Coronavírus

Aviões vazios queimam combustível para não perderem posição nos aeroportos

Aviões vazios queimam combustível para não perderem posição nos aeroportos

Procura de voos entrou em colapso em todo o mundo devido aos crescentes temores com o surto de coronavírus.

Para não perderem as suas "slots" (autorização para levantar/aterrar e usar a estrutura do aeroporto num determinado período de tempo) nos aeroportos, muitas companhias aéreas estão a desperdiçar incontáveis litros de combustível em "voos fantasma" com baixos índices de carga e demasiados lugares vazios de passageiros, por causa das regras europeias que ditam que os operadores aéreos podem perder as suas faixas horárias se mantiverem os aviões no solo. A procura de voos entrou em colapso pelo mundo inteiro desde que o surto do Covid-19 se propagou pelo mundo.

De acordo com as regras da Europa, as companhias aéreas que operam fora do continente são obrigadas a executar 80% das suas "slots" reservadas ou, então, correr o risco de perdê-las para uma empresa concorrente. Segundo uma investigação do "Times", de Londres, essa condicionante está disseminar, com enormes custos financeiros, "voos fantasma" para dentro e fora dos países europeus.

Regras têm que mudar

Na quinta-feira, 5 de março, o secretário de Transportes do Reino Unido, Grant Shapps, escreveu à Airport Coordination Limited pedindo que as regras das "slots" fossem suspensas durante o surto para evitar mais danos económicos e ambientais.

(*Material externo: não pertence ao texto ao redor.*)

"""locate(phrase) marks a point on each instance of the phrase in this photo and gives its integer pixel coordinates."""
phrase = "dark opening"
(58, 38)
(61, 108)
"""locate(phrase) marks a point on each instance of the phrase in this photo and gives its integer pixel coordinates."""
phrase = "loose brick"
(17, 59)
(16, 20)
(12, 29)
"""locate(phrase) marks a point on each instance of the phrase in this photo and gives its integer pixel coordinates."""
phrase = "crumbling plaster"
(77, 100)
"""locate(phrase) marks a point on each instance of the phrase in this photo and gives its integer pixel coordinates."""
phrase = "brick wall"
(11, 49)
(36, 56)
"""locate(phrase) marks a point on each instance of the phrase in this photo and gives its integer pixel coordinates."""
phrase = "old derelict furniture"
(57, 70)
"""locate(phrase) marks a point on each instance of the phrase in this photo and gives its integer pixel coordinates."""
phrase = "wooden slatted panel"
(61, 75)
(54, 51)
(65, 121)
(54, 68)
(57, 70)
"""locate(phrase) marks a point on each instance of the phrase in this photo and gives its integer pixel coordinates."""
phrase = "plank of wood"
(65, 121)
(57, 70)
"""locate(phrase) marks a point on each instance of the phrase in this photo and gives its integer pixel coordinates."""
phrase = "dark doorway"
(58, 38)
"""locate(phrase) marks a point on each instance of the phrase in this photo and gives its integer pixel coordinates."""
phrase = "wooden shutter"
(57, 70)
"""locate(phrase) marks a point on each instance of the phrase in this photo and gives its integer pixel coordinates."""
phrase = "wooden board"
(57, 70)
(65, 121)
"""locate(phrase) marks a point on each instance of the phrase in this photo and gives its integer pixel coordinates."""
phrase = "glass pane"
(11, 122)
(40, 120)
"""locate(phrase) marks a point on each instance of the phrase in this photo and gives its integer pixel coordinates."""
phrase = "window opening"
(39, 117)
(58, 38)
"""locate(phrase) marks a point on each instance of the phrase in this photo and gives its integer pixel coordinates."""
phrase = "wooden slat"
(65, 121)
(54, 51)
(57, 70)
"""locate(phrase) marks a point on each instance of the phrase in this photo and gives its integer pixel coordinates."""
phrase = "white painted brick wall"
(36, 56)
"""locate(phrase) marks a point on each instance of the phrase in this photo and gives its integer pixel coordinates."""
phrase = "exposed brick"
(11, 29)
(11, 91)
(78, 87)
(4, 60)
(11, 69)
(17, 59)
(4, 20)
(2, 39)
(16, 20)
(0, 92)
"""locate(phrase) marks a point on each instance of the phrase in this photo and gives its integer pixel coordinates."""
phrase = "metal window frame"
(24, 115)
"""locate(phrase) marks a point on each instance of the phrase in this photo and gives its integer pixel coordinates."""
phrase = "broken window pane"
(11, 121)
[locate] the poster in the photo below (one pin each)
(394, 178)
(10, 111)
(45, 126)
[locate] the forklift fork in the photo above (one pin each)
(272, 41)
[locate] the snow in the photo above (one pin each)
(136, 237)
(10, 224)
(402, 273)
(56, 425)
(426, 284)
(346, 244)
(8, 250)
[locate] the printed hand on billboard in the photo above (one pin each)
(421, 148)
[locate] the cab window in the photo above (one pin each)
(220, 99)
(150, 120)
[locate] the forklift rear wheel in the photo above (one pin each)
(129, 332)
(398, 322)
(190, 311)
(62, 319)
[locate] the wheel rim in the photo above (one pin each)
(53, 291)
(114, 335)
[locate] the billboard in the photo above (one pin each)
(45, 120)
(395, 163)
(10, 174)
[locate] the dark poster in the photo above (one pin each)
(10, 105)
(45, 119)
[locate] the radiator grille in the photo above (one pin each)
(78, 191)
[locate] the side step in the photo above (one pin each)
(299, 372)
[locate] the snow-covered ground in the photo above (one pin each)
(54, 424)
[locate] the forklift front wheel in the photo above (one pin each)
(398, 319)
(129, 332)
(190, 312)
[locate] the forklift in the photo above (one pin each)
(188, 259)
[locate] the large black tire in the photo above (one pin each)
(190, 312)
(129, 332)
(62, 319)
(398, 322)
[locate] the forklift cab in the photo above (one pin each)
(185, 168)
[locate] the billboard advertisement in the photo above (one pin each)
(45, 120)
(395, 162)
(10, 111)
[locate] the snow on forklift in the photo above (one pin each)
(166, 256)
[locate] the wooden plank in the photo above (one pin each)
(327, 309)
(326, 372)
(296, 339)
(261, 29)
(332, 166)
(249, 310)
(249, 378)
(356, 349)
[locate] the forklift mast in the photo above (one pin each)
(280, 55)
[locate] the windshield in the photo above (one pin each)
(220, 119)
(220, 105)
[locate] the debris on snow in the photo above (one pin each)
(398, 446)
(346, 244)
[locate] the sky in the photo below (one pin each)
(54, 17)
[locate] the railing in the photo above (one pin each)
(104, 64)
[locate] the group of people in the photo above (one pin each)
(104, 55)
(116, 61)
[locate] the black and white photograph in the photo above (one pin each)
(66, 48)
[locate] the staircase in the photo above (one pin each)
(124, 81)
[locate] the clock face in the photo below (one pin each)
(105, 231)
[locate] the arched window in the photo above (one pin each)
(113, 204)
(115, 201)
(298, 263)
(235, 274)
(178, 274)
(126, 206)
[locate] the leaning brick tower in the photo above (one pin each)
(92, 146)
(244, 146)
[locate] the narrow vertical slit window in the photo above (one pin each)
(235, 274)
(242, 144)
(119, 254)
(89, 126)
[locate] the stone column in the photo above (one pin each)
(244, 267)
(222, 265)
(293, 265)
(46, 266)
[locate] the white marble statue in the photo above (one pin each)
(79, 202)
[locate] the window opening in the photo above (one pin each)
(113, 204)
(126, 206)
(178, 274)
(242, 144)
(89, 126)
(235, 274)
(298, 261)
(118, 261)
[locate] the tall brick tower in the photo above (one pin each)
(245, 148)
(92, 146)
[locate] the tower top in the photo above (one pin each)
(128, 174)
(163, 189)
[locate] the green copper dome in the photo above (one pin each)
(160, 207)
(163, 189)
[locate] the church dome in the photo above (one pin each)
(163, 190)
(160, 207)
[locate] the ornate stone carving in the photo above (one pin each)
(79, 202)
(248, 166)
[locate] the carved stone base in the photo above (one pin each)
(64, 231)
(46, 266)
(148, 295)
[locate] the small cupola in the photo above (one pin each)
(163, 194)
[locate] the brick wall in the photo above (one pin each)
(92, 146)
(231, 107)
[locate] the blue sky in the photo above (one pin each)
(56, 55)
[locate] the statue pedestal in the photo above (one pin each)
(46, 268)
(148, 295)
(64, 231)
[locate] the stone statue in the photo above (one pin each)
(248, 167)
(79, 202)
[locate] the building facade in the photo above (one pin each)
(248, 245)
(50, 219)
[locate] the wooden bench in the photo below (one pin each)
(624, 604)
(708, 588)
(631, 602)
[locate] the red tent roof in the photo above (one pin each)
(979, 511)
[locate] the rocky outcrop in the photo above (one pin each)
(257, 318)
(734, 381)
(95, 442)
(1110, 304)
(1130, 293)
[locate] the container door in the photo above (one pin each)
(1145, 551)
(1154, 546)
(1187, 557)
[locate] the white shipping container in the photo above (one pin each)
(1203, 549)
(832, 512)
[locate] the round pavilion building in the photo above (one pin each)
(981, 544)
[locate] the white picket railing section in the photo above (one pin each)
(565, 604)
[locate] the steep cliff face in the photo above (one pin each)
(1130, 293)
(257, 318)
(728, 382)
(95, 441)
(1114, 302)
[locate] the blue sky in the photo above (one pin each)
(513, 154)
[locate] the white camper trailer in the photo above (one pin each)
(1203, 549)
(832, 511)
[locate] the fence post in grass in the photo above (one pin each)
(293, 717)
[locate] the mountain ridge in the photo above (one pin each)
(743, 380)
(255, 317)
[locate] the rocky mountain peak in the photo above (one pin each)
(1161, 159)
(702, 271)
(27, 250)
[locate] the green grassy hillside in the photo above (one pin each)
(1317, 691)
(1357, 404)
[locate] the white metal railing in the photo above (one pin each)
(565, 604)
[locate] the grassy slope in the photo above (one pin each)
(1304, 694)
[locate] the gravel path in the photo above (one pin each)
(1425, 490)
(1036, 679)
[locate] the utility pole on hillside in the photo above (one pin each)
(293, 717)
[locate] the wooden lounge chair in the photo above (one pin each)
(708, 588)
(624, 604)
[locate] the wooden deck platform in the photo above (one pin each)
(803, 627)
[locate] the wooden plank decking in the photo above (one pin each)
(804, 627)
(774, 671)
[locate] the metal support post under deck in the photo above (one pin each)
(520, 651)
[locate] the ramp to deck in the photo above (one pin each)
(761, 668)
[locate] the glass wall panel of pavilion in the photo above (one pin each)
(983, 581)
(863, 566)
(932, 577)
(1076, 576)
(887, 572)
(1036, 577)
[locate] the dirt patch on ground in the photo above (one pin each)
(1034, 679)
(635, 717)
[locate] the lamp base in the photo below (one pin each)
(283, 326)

"Estou particularmente preocupado que, para atender à regra 80/20, as companhias aéreas sejam obrigadas a pilotar aeronaves com fatores de carga muito baixos, ou mesmo vazios, a fim de manter as suas 'slots'", escreveu Shapps. "Esse cenário não é aceitável. Não é do interesse da indústria, dos passageiros ou do meio ambiente e deve ser evitado".

A Airport Coordination Limited já suspendeu as regras de 80/20 para voos que tenham origem ou destino em Hong Kong e na China, no entanto, as regras permanecem para todos os outros voos.

Esta semana já houve uma vítima: a companhia aérea britânica Flybe, que já manifestava problemas financeiros antes do surto, entrou em processo administrativo de falência.

A Associação Internacional de Transporte Aéreo estima que o surto de coronavírus poderia acabar com 113 mil milhões de dólares (cerca de 100 mil milhões de euros) em vendas de companhias aéreas em todo o mundo.